15 - What other writers or writings are important for your work, or simply your life outside of your work?
no one person or piece of writing comes to mind. whatever i’m reading at the time is what inspires my writing, whether it be a novel or collection of poetry or non-fiction/historical accounts. no one has ever inspired me.
16 - What would you like to do that you haven't yet done?
everything. i haven’t done anything yet.
17 - If you could pick any other occupation to attempt, what would it be? Or, alternately, what do you think you would have ended up doing had you not been a writer?
unless i’m working as a writer, which i’m not, i can’t really answer this properly, but i’m currently unemployed so i guess i’d pretty much do anything.
18 - What made you write, as opposed to doing something else?
i pretty much taught myself to read and write, from TV and from books by the time i was three, so i kind of did this to myself. everything else that comes along is never important enough to me.

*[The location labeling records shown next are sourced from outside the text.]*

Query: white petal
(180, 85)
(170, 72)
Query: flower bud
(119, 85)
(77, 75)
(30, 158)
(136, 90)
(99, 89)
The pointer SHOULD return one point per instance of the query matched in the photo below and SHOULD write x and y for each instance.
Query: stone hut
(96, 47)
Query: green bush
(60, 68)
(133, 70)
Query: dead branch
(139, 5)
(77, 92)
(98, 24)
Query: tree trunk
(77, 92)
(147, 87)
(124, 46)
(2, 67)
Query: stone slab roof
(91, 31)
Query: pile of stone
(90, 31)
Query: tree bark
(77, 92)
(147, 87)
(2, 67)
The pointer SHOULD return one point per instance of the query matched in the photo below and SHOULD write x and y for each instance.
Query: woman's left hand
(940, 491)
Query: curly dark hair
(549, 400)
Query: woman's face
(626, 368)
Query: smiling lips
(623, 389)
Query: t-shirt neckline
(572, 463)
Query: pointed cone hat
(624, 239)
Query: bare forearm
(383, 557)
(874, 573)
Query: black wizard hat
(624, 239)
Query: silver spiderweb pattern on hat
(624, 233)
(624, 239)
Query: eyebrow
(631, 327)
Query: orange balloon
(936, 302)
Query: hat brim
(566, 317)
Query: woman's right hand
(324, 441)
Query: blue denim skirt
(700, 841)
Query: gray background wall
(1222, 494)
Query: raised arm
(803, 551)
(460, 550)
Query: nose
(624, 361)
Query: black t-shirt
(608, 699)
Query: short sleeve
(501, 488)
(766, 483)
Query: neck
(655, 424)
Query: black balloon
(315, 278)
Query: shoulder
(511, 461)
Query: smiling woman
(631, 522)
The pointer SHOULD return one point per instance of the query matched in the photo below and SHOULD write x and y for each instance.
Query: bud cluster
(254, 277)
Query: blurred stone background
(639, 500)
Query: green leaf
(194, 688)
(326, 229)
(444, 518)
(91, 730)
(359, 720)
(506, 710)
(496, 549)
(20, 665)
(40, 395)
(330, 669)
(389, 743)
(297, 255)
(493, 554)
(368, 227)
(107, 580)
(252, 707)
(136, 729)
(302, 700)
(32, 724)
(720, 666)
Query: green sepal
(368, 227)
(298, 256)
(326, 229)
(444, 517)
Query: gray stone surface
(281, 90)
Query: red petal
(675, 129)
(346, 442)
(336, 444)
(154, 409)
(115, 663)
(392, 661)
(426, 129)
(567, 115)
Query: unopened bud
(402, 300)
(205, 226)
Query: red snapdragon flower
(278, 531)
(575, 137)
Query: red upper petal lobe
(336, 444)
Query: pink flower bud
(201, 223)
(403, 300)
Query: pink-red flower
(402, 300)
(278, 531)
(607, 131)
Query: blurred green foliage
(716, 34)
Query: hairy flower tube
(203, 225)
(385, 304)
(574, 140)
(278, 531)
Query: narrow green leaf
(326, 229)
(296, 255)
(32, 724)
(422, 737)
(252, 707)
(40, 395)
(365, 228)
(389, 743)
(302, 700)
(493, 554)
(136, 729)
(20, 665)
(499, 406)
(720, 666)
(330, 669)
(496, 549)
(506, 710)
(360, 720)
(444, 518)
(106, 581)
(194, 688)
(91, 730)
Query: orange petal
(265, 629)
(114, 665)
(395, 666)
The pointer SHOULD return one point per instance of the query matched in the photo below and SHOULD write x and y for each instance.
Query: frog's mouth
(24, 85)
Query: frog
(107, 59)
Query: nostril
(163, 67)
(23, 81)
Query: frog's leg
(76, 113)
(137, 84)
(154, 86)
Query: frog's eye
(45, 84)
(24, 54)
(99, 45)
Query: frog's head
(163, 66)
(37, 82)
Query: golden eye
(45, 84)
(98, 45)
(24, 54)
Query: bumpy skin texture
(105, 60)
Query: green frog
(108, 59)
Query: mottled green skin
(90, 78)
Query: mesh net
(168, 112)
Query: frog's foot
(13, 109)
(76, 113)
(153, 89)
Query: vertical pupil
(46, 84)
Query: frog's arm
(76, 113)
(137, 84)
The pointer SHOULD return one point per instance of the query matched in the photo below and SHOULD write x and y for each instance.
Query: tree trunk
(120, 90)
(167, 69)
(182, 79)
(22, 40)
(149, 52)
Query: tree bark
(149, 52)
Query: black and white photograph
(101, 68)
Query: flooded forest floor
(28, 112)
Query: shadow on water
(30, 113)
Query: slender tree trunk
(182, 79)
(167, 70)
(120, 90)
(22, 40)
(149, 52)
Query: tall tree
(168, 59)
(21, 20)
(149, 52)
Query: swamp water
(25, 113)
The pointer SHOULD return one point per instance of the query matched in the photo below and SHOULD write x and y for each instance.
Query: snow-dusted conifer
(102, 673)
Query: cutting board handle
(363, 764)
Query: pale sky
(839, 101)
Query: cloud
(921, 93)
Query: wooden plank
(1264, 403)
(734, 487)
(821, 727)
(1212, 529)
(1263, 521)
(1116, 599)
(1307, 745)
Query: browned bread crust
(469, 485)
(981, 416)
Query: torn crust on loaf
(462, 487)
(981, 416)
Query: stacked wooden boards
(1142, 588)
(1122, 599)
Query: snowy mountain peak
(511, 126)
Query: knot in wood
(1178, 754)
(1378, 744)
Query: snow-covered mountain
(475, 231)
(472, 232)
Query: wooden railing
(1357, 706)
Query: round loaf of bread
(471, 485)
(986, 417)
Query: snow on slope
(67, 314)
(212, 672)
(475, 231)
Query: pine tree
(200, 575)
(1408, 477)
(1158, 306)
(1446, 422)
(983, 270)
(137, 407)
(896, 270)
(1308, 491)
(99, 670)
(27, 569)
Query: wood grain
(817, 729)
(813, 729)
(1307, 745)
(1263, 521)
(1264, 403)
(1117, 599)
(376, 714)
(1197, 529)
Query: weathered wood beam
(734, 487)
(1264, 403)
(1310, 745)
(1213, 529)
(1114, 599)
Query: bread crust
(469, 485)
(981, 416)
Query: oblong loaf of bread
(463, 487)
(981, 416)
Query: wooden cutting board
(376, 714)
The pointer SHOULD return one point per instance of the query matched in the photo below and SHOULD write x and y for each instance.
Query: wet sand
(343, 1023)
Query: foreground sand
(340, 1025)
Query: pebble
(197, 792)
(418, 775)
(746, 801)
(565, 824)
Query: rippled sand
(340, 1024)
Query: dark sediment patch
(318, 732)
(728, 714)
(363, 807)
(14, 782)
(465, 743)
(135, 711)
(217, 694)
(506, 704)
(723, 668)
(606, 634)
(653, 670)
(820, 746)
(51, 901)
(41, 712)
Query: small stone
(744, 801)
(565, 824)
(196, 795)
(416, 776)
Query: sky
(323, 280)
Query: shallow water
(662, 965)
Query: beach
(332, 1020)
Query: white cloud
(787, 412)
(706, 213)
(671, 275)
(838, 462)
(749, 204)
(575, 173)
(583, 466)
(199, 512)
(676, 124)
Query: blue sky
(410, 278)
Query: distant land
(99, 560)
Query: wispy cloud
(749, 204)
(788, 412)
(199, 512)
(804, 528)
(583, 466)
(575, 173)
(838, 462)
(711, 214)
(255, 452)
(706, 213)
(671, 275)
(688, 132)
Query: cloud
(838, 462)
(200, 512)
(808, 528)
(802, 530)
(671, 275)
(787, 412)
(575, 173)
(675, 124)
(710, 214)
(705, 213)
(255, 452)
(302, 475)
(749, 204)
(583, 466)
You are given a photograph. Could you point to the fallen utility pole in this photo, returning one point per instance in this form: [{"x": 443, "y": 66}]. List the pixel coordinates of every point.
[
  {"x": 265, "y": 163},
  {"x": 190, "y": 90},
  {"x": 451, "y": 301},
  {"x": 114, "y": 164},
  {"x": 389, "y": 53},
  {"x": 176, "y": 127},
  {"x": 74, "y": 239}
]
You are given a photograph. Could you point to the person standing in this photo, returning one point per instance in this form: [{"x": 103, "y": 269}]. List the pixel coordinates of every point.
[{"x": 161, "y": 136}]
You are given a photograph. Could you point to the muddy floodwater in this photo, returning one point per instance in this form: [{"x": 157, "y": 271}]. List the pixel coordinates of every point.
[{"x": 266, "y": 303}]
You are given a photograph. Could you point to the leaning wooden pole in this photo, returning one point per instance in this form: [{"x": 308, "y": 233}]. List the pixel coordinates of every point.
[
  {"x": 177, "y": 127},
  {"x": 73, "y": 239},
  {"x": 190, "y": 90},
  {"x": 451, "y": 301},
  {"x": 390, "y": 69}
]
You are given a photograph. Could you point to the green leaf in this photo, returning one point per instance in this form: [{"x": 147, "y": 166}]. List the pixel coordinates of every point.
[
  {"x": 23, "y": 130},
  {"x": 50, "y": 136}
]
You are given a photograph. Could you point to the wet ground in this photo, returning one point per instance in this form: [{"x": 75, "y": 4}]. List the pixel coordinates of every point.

19 - What was the last great book you read? What was the last great film?
i can’t remember the last great book i read, which probably means i need someone to lend me a great book, and i don’t really care about movies.
20 - What are you currently working on?
i’ve been working on a collection of poems inspired by T2: Judgement Day for a really long time, but it’s the kind of project that has been pushed aside over and over again as “more important” things come along.